HAL: Let me put it this way, Mr. Amor. The 9000 series is the most reliable computer ever made. No 9000 computer has ever made a mistake or distorted information. We are all, by any practical definition of the words, foolproof and incapable of error.
There are echoes of the arrogance and hubris that lay at the heart of Kubrick’s 2001 – the belief that humans can build infallable solutions and systems. Human’s can’t do that – and never will be able to do it. The more important any technology, the more reliant we are on the artifacts of that technology, the more important it is that we think through the implications of failure.
The trouble is when intelligent people begin believing the hype regarding SAN reliability and availabilty. SANs go down. Period. SAN data becomes corrupted. Period. SAN snapshots, SAN replication, and SAN redundancy are all techniques to manage reliability and availability.
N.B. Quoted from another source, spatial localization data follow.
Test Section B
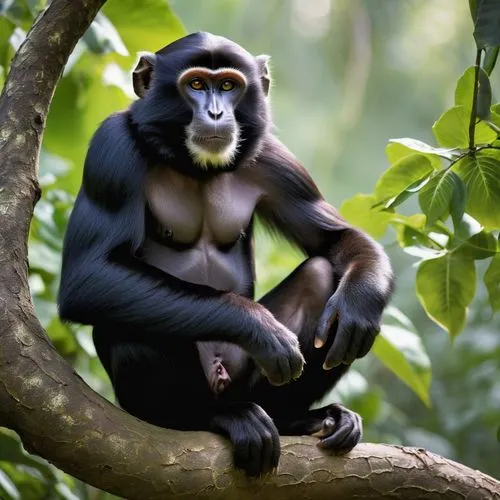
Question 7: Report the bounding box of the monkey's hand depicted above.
[247,315,305,386]
[314,283,382,368]
[242,307,305,385]
[211,402,281,477]
[311,404,362,452]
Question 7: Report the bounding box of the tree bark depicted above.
[0,0,499,499]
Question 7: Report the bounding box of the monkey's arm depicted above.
[255,135,394,367]
[58,113,303,385]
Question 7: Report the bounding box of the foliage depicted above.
[341,0,500,340]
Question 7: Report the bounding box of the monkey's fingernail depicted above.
[314,337,324,348]
[324,417,335,428]
[323,361,340,370]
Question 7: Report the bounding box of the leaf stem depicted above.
[468,49,482,150]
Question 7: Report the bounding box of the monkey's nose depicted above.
[208,109,223,120]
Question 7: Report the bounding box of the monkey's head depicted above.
[130,32,271,172]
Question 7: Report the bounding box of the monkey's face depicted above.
[177,67,247,169]
[131,32,271,172]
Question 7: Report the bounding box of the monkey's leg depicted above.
[93,326,214,430]
[253,257,362,452]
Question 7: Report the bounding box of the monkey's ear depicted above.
[133,52,156,98]
[256,54,271,96]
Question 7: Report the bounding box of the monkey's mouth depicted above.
[192,134,233,153]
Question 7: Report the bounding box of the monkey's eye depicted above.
[189,78,205,91]
[220,80,235,91]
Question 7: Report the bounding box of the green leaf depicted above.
[483,46,499,75]
[44,55,130,194]
[391,214,434,249]
[477,67,492,120]
[374,154,433,203]
[432,105,497,148]
[416,254,476,338]
[373,325,431,406]
[84,13,128,56]
[0,429,55,475]
[452,152,500,228]
[472,0,500,49]
[28,242,61,275]
[418,170,464,226]
[455,67,475,109]
[384,175,431,209]
[449,172,467,230]
[469,0,477,20]
[388,138,455,162]
[0,16,15,71]
[102,0,185,66]
[339,194,393,239]
[455,213,483,241]
[455,66,492,120]
[484,254,500,311]
[455,230,498,260]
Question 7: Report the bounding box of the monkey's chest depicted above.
[145,168,262,246]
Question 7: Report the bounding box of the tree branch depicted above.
[0,1,499,498]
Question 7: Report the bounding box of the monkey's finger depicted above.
[248,405,280,475]
[357,328,377,359]
[323,321,352,370]
[253,415,279,475]
[343,328,366,365]
[265,352,291,386]
[289,346,305,380]
[257,406,281,471]
[311,417,335,438]
[315,298,339,348]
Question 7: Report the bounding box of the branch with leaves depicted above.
[340,0,500,343]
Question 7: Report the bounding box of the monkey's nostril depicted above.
[208,110,223,120]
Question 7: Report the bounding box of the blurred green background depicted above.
[0,1,499,498]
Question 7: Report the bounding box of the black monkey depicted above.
[59,32,394,477]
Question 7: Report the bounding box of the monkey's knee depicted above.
[300,257,334,305]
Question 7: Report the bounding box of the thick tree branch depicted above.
[0,0,499,498]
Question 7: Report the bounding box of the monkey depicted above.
[58,32,394,477]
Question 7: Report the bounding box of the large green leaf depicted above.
[339,194,393,239]
[102,0,185,65]
[372,325,431,406]
[432,105,497,148]
[418,170,464,226]
[472,0,500,49]
[484,254,500,311]
[416,254,476,338]
[452,152,500,228]
[374,154,433,203]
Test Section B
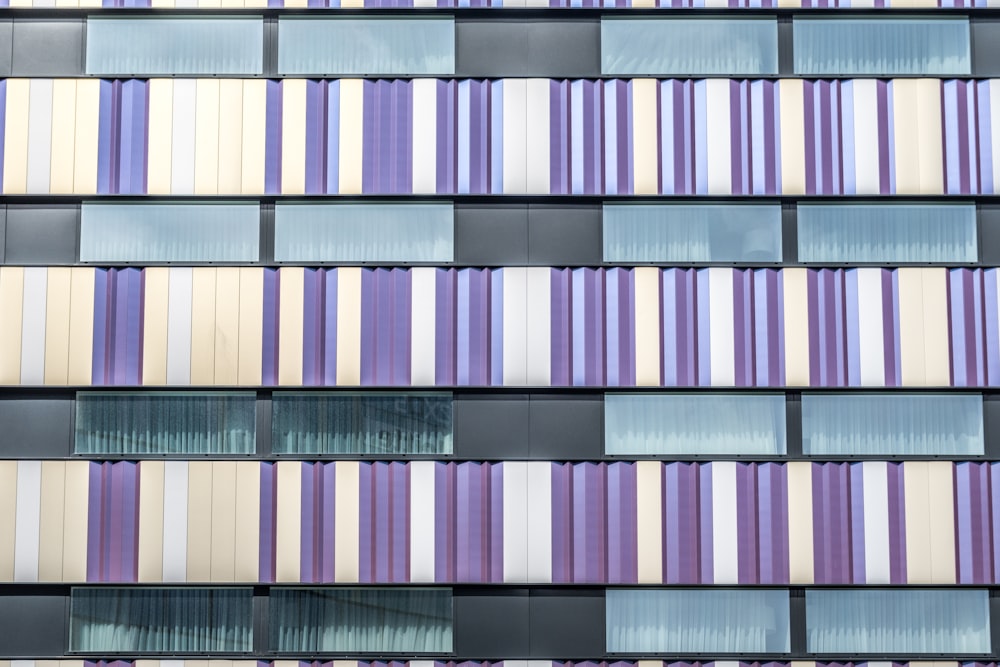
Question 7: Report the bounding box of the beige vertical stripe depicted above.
[214,268,241,385]
[218,80,244,194]
[137,461,165,582]
[636,461,662,583]
[190,267,218,385]
[194,79,221,195]
[0,462,15,579]
[897,268,926,386]
[49,80,77,194]
[334,461,360,582]
[339,79,364,194]
[0,267,25,384]
[142,268,170,386]
[210,462,238,582]
[275,461,301,582]
[336,267,362,385]
[893,80,921,195]
[927,462,956,583]
[4,79,30,194]
[241,80,267,194]
[921,268,950,386]
[915,80,944,194]
[779,80,806,195]
[787,461,815,584]
[783,268,809,386]
[186,461,214,582]
[278,267,304,385]
[147,79,174,195]
[73,80,100,194]
[237,267,264,385]
[234,461,261,582]
[43,268,72,385]
[67,267,95,385]
[281,79,307,195]
[904,461,932,583]
[37,461,66,581]
[633,267,661,386]
[632,79,659,195]
[62,461,89,581]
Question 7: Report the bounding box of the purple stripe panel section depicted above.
[359,461,410,582]
[662,462,713,583]
[435,269,503,386]
[302,268,338,386]
[262,269,280,386]
[949,269,990,388]
[300,462,336,583]
[265,80,283,195]
[92,268,144,386]
[435,462,503,583]
[361,269,412,386]
[86,461,139,582]
[97,80,148,194]
[955,462,994,584]
[551,268,626,387]
[437,80,502,194]
[259,462,278,583]
[363,80,413,194]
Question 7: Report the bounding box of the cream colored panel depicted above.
[142,268,170,386]
[190,267,218,385]
[147,80,174,195]
[921,268,950,386]
[0,268,25,384]
[241,80,267,194]
[336,268,362,386]
[234,461,260,582]
[278,267,304,386]
[634,267,661,386]
[282,79,307,195]
[237,267,264,385]
[904,461,932,583]
[636,461,662,583]
[897,268,926,385]
[186,461,213,582]
[3,79,30,194]
[0,462,16,580]
[275,461,301,582]
[48,80,76,194]
[915,80,943,194]
[787,461,814,584]
[338,79,364,195]
[67,268,95,386]
[210,462,237,582]
[36,461,65,581]
[632,79,659,195]
[138,461,165,582]
[334,461,360,582]
[43,267,71,385]
[783,269,809,386]
[893,80,921,195]
[927,462,956,583]
[779,80,805,195]
[213,269,241,385]
[217,80,244,194]
[194,79,221,195]
[62,461,89,581]
[73,80,100,194]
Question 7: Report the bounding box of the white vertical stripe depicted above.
[503,461,528,582]
[709,267,735,386]
[711,461,739,584]
[705,79,732,194]
[992,81,1000,194]
[409,461,436,583]
[161,461,188,582]
[13,461,41,582]
[166,268,193,385]
[857,268,886,386]
[502,267,528,385]
[526,462,552,582]
[525,79,550,195]
[853,80,881,195]
[503,79,528,194]
[411,80,437,194]
[410,267,437,386]
[20,267,47,385]
[171,80,197,195]
[525,267,551,386]
[26,79,53,193]
[862,461,891,584]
They are not techniques to manage true SAN data protection – SAN backup does that.
The initial blame in this case was a memory card failure in the caching subsystem of the SAN coupled with a problem with a fail-over to another SAN. The true trouble is that once the failure occurred, they couldn’t be sure that the replication system they had in place hadn’t corrupted the data. This is the heart of the limits of replication, versus SAN backup, that plague the attempts by some vendors to tout their SAN technology as a substitute for SAN backup. It isn’t. And the people of Virginia are now living with the consequences.